Lesquelles ? Il faut se démener pour en trouver la liste dans un communiqué de presse : Campagne Glyphosate France, Générations Futures, Nature & Progrès, Intelligence Verte, PIG BZH, ZEA, Bio Cohérence, Combat Monsanto et Agir pour l’environnement.
La guignolade n'est pas assez dense. Il est prévu d'autres actions !
À l'évidence, les ficelles de la chicanerie sont maîtrisées. Et malheureusement aussi, il n'est pas impossible que « ça marche » devant des tribunaux juridiquement compétents et techniquement incompétents, à qui on demandera de se prononcer sur un sujet essentiellement technique.
Un sujet fondé sur un « article scientifique » de... mais ce sera pour un autre billet.
Oups ! Pas si vite !
« L'équipe de Générations Futures » m'a écrit le 10 février 2021 pour m'entretenir de « Nos [leurs] actus à ne pas manquer ». Parmi elles, sous « [ACTION] Participez en ligne à nos deux actions majeures de février ! », la chose qui fait l'objet de cet article.

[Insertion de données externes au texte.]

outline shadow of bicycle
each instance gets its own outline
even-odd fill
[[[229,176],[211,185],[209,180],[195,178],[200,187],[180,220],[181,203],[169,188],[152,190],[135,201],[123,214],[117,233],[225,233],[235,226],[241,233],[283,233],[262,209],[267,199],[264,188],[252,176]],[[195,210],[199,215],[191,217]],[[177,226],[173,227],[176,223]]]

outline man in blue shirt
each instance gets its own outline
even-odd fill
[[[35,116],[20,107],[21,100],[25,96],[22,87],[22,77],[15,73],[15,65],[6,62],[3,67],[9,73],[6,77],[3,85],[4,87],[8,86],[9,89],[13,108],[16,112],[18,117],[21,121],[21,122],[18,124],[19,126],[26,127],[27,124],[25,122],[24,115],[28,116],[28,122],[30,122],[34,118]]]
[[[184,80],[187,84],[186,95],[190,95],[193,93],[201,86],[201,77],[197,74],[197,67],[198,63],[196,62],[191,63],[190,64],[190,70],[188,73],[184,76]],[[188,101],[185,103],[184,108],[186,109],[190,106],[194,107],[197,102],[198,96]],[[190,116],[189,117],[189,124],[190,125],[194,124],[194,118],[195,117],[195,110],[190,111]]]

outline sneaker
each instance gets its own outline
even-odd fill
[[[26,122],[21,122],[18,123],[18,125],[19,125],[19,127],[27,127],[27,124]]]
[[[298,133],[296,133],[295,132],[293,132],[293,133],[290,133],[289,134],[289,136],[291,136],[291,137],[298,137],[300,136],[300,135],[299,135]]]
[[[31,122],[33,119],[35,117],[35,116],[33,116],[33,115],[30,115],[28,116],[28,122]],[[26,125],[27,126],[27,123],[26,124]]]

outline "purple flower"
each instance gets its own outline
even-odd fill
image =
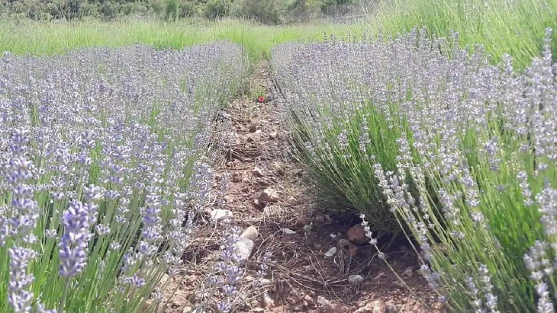
[[[92,236],[91,228],[96,221],[96,206],[73,201],[62,215],[63,235],[58,244],[60,266],[64,277],[77,275],[87,265],[87,247]]]

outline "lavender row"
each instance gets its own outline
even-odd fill
[[[520,72],[509,56],[491,65],[481,46],[461,49],[458,33],[424,29],[273,51],[319,189],[362,214],[378,250],[383,233],[409,231],[424,277],[453,311],[554,311],[551,32]]]
[[[157,310],[209,202],[212,119],[245,71],[227,42],[5,53],[0,311]]]

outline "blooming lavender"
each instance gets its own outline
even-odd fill
[[[0,311],[143,309],[208,201],[207,134],[241,49],[0,60]]]
[[[273,50],[281,105],[319,189],[374,234],[407,227],[422,274],[455,311],[554,310],[551,34],[522,72],[508,55],[493,65],[482,47],[461,49],[455,32]]]

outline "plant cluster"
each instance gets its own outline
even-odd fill
[[[227,42],[0,59],[0,311],[157,311],[211,202]]]
[[[482,46],[461,49],[457,32],[424,29],[273,51],[297,155],[318,187],[362,213],[378,249],[378,230],[411,237],[453,311],[554,311],[551,36],[523,72],[509,55],[493,66]]]
[[[166,20],[203,17],[245,18],[266,24],[306,21],[317,16],[348,13],[353,0],[8,0],[0,16],[35,20],[154,16]]]

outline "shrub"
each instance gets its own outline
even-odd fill
[[[277,0],[243,0],[241,14],[250,19],[267,24],[277,24],[282,20],[282,8]]]
[[[508,55],[497,67],[481,46],[461,49],[458,35],[430,39],[413,31],[386,42],[276,49],[292,124],[307,143],[302,152],[315,158],[302,160],[318,182],[332,177],[330,190],[350,202],[380,194],[417,241],[421,272],[452,311],[553,312],[557,64],[550,29],[541,57],[522,74]],[[376,120],[364,124],[360,116]],[[377,149],[378,142],[389,147]],[[370,150],[375,158],[363,158]],[[366,172],[375,178],[360,196],[354,191]],[[380,225],[370,213],[377,209],[355,206],[379,251],[373,233]]]
[[[204,14],[206,18],[211,19],[225,17],[231,8],[229,0],[209,0],[205,4]]]
[[[0,311],[164,310],[241,59],[227,43],[0,59]]]

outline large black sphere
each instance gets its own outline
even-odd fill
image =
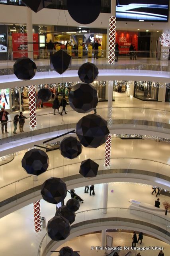
[[[30,80],[37,71],[35,62],[29,58],[22,57],[16,60],[14,64],[14,73],[18,79]]]
[[[70,106],[78,113],[88,113],[94,110],[98,102],[97,90],[88,84],[74,85],[68,97]]]
[[[82,145],[74,137],[68,137],[63,140],[60,145],[61,154],[67,158],[73,159],[82,152]]]
[[[60,178],[54,177],[47,180],[42,185],[41,190],[45,201],[55,204],[63,201],[67,192],[65,182]]]
[[[59,251],[59,256],[74,256],[73,250],[68,246],[63,247]]]
[[[77,22],[89,24],[99,15],[101,0],[67,0],[67,8],[70,15]]]
[[[62,50],[50,56],[54,69],[61,75],[68,68],[71,57]]]
[[[76,126],[76,134],[85,147],[96,148],[106,142],[109,132],[107,122],[99,115],[83,116]]]
[[[47,170],[49,165],[49,157],[41,149],[33,148],[25,153],[21,164],[27,173],[38,176]]]
[[[85,178],[96,177],[99,166],[98,164],[89,158],[82,162],[79,173]]]
[[[60,207],[56,211],[55,216],[58,216],[61,214],[62,216],[68,220],[70,224],[72,224],[75,221],[76,218],[76,214],[74,212],[70,210],[65,205],[63,205],[61,207]]]
[[[48,222],[48,235],[52,240],[64,240],[70,234],[71,227],[68,220],[63,216],[55,216]]]
[[[38,92],[38,98],[43,102],[45,102],[49,100],[51,94],[51,92],[48,88],[43,88],[40,89]]]
[[[77,199],[71,198],[67,201],[66,206],[72,212],[76,212],[80,208],[80,203]]]
[[[84,63],[79,68],[78,75],[80,79],[87,84],[92,83],[99,74],[98,68],[91,62]]]

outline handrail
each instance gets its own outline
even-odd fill
[[[135,157],[111,157],[110,158],[111,159],[136,159],[136,160],[146,160],[146,161],[149,161],[150,162],[157,162],[159,164],[164,164],[165,165],[167,165],[168,166],[170,166],[170,164],[166,164],[165,163],[164,163],[163,162],[159,162],[158,161],[156,161],[155,160],[150,160],[150,159],[147,159],[146,158],[135,158]],[[94,159],[93,160],[94,161],[99,161],[100,160],[104,160],[104,158],[96,158],[95,159]],[[47,170],[46,172],[49,172],[50,171],[51,171],[52,170],[55,170],[55,169],[57,169],[57,168],[60,168],[61,167],[63,167],[63,166],[71,166],[73,164],[80,164],[82,162],[81,161],[80,161],[80,162],[76,162],[76,163],[74,163],[73,164],[65,164],[65,165],[61,165],[61,166],[56,166],[54,168],[51,168],[51,169],[49,169],[49,170]],[[9,186],[10,185],[12,185],[13,183],[14,183],[15,182],[19,182],[20,180],[24,180],[24,179],[26,179],[28,178],[30,178],[30,177],[32,176],[32,175],[30,175],[29,176],[28,176],[27,177],[25,177],[25,178],[22,178],[21,179],[20,179],[18,180],[16,180],[15,181],[13,182],[11,182],[10,183],[8,183],[8,184],[7,184],[6,185],[4,185],[4,186],[2,186],[2,187],[0,187],[0,189],[1,188],[4,188],[5,187],[7,186]]]

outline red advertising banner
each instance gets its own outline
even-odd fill
[[[21,58],[23,56],[27,57],[27,34],[13,33],[12,36],[13,58],[17,59],[18,58]],[[38,34],[33,34],[33,42],[38,43]],[[34,56],[38,55],[38,49],[39,44],[33,44]]]
[[[116,32],[116,43],[119,44],[119,54],[125,54],[129,52],[131,44],[136,50],[138,50],[138,33],[132,31]]]

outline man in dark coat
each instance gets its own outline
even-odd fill
[[[1,130],[2,134],[4,133],[4,126],[5,126],[5,133],[9,133],[7,131],[7,122],[8,120],[8,115],[9,115],[9,113],[6,111],[4,108],[2,108],[0,112],[0,121],[1,123]]]
[[[55,115],[55,112],[56,109],[57,110],[59,114],[60,113],[59,111],[60,107],[60,106],[59,103],[59,99],[58,98],[57,95],[55,100],[53,102],[53,108],[54,109],[54,115]]]
[[[136,247],[136,243],[137,243],[137,236],[136,235],[136,232],[135,231],[133,232],[133,236],[132,238],[133,241],[132,243],[132,246],[133,247]]]

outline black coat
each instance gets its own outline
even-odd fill
[[[58,99],[55,99],[53,102],[53,108],[56,108],[58,109],[60,107],[60,104]]]

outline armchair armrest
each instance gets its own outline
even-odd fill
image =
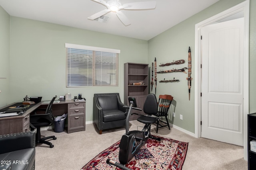
[[[35,146],[34,131],[0,135],[0,154],[34,148]]]

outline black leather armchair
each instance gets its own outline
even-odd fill
[[[124,113],[128,109],[120,99],[119,93],[94,94],[93,121],[102,134],[102,130],[125,125]]]
[[[34,131],[0,135],[0,169],[35,169]]]

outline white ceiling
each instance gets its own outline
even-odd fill
[[[92,0],[0,0],[11,16],[148,40],[219,0],[155,0],[153,10],[122,10],[131,24],[125,26],[115,14],[106,23],[87,18],[106,9]],[[120,0],[122,4],[152,0]]]

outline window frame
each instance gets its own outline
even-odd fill
[[[92,47],[92,46],[88,46],[86,45],[79,45],[77,44],[70,44],[66,43],[65,44],[65,47],[66,49],[66,87],[67,88],[72,88],[72,87],[113,87],[113,86],[119,86],[119,54],[120,53],[120,50],[115,49],[111,49],[106,48],[102,48],[102,47]],[[90,83],[90,85],[85,85],[84,84],[82,84],[84,82],[81,82],[78,83],[77,84],[75,84],[75,83],[74,83],[74,82],[73,83],[71,83],[70,80],[70,74],[74,74],[76,75],[78,75],[78,76],[85,76],[85,75],[83,74],[81,74],[80,72],[80,71],[78,70],[78,71],[74,71],[74,68],[77,68],[76,67],[70,67],[68,66],[68,64],[70,66],[70,63],[72,63],[71,62],[70,62],[70,58],[72,55],[70,55],[70,53],[69,53],[71,51],[82,51],[81,53],[81,54],[82,54],[82,51],[87,51],[88,52],[91,52],[90,53],[90,54],[93,54],[92,55],[92,59],[90,60],[90,63],[89,64],[90,65],[90,68],[92,69],[92,71],[89,74],[89,77],[87,77],[88,79],[87,83]],[[73,52],[71,52],[71,53],[72,54]],[[111,54],[113,53],[113,54]],[[81,55],[81,54],[79,54]],[[114,71],[113,72],[114,73],[114,74],[115,75],[115,78],[114,80],[115,80],[114,82],[114,84],[111,85],[111,82],[113,82],[111,81],[111,82],[110,82],[110,84],[104,84],[104,83],[102,84],[103,82],[102,82],[102,79],[104,77],[104,73],[106,74],[113,74],[112,72],[108,73],[107,72],[100,72],[100,74],[98,74],[98,72],[97,72],[98,73],[96,74],[96,73],[97,71],[98,70],[98,69],[96,68],[96,67],[99,66],[101,68],[102,65],[104,64],[103,63],[100,63],[99,65],[97,66],[97,64],[98,64],[99,63],[97,62],[96,63],[96,61],[97,59],[98,59],[99,58],[100,58],[101,59],[103,59],[103,62],[106,61],[108,62],[110,60],[108,59],[108,57],[112,57],[111,55],[113,55],[113,62],[110,63],[112,63],[112,64],[115,66],[115,69]],[[86,64],[88,64],[89,61],[89,60],[88,60]],[[110,60],[111,61],[111,60]],[[86,61],[85,61],[84,64],[86,63]],[[72,63],[74,64],[74,63]],[[82,64],[82,63],[81,63]],[[106,64],[105,63],[105,64]],[[91,64],[91,65],[90,65]],[[82,64],[81,64],[81,66],[80,66],[82,68]],[[105,66],[106,67],[104,68],[106,69],[108,68],[109,68],[109,66]],[[98,68],[99,67],[98,67]],[[72,69],[73,68],[73,70],[72,70],[70,69]],[[84,67],[84,68],[88,69],[88,67],[86,66]],[[79,70],[79,69],[78,69]],[[88,75],[88,73],[87,73],[87,74]],[[97,80],[97,79],[98,79],[98,77],[97,77],[97,75],[99,75],[100,77],[101,78],[100,78],[100,84],[98,84],[97,82],[98,82],[98,80]],[[97,78],[98,77],[98,78]],[[88,80],[90,79],[90,78],[91,78],[92,80],[90,81]],[[77,78],[76,80],[79,80],[78,78]],[[110,78],[111,80],[111,78]]]

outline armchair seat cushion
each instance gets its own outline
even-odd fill
[[[107,122],[125,119],[124,113],[118,109],[104,110],[102,111],[103,121]]]
[[[0,169],[34,170],[35,139],[34,131],[0,135]]]
[[[0,154],[0,160],[10,162],[12,169],[34,169],[36,149],[28,148]]]

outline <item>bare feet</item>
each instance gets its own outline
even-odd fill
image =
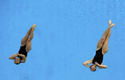
[[[36,24],[33,24],[32,29],[35,30]]]
[[[113,27],[114,25],[115,25],[115,24],[114,24],[114,23],[112,24],[112,21],[109,20],[109,28]]]

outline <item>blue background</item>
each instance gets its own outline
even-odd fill
[[[111,19],[107,69],[91,72],[93,58]],[[25,64],[8,58],[18,52],[32,24],[37,27]],[[1,0],[1,80],[125,80],[124,0]]]

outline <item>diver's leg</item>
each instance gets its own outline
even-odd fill
[[[110,31],[111,31],[111,28],[114,26],[114,24],[111,23],[111,20],[109,20],[109,27],[108,29],[104,32],[102,38],[99,40],[98,44],[97,44],[97,50],[100,49],[103,44],[104,44],[104,41],[106,39],[106,37],[108,36],[108,38],[110,37]]]
[[[35,25],[32,26],[30,37],[27,40],[27,45],[26,45],[26,51],[27,52],[29,52],[31,50],[31,40],[33,39],[35,27],[36,27]]]
[[[103,55],[108,52],[108,40],[109,40],[110,35],[111,35],[111,29],[109,30],[109,34],[108,34],[108,36],[106,37],[105,42],[104,42],[104,45],[103,45],[103,47],[102,47],[102,54],[103,54]]]
[[[24,46],[26,44],[28,37],[30,36],[31,30],[32,30],[32,27],[29,29],[25,37],[21,40],[21,46]]]

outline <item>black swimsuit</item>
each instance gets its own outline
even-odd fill
[[[102,47],[96,51],[96,55],[93,58],[92,63],[95,64],[97,62],[98,64],[101,64],[103,61],[103,54],[102,54]]]
[[[27,57],[26,45],[20,47],[19,54],[23,54],[25,55],[25,57]],[[21,56],[18,56],[18,57],[22,60]]]

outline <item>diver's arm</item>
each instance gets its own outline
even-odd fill
[[[25,57],[25,55],[23,55],[23,54],[18,54],[18,56],[20,56],[20,57],[22,57],[22,63],[25,63],[26,62],[26,57]]]
[[[106,65],[100,65],[100,64],[98,64],[97,62],[95,62],[95,64],[99,67],[99,68],[107,68],[107,66]]]
[[[12,56],[9,57],[9,59],[14,60],[17,56],[18,56],[18,53],[17,54],[13,54]]]
[[[86,67],[88,67],[88,68],[90,68],[90,66],[89,66],[88,64],[92,63],[92,60],[93,60],[93,59],[85,61],[85,62],[83,63],[83,65],[86,66]]]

Oups ! Ce n'est pas fini... bien sûr puisque la coalition d'associations et d'« associations » a prévu de nouvelles actions. C'est tombé sur le site de Générations Futures à l'heure où je bouclais cet article :
« Ce 25 février, la coalition d’associations envoie, avec le soutien de 119 députés européens, français et sénateurs, un premier courrier à l’EFSA, chargée de l’évaluation des risques dans le domaine des denrées alimentaires. »
C'est aussi sur le site de Secrets toxiques, avec un lien vers la lettre. Celle-ci est « formulée pour le compte de »... devinez... MM. Éric Andrieu, Benoît Biteau, Manuel Bompard, Claude Gruffat et Mme Michèle Rivasi.
On imagine les cris d'orfraie qu'aurait suscité une démarche similaire si elle avait été le fait de députés et sénateurs agissant pour le compte des « industriels ».
(Source)
(Source)
L'association « Alerte aux Toxiques » et Mme Valérie Murat viennent d'être condamnées par le tribunal de Libourne à payer 125.000 euros de dommages-intérêts au Conseil Interprofessionnel du Vin de Bordeaux (CIVB) et à d'autres plaignants, leurs propos sur la Haute Valeur Environnementale ayant été jugés comme relevant du « dénigrement collectif ».
Pour le fond de l'affaire, voir sur ce site : « Le label "haute valeur environnementale" fait de l'ombre au « bio » ? Diffamons-le ! » Il y aura bien sûr appel.
Plus de détails sur le jugement sur Vitisphère, dans « Valérie Murat condamnée à 125 000 € pour dénigrement des vins de Bordeaux ».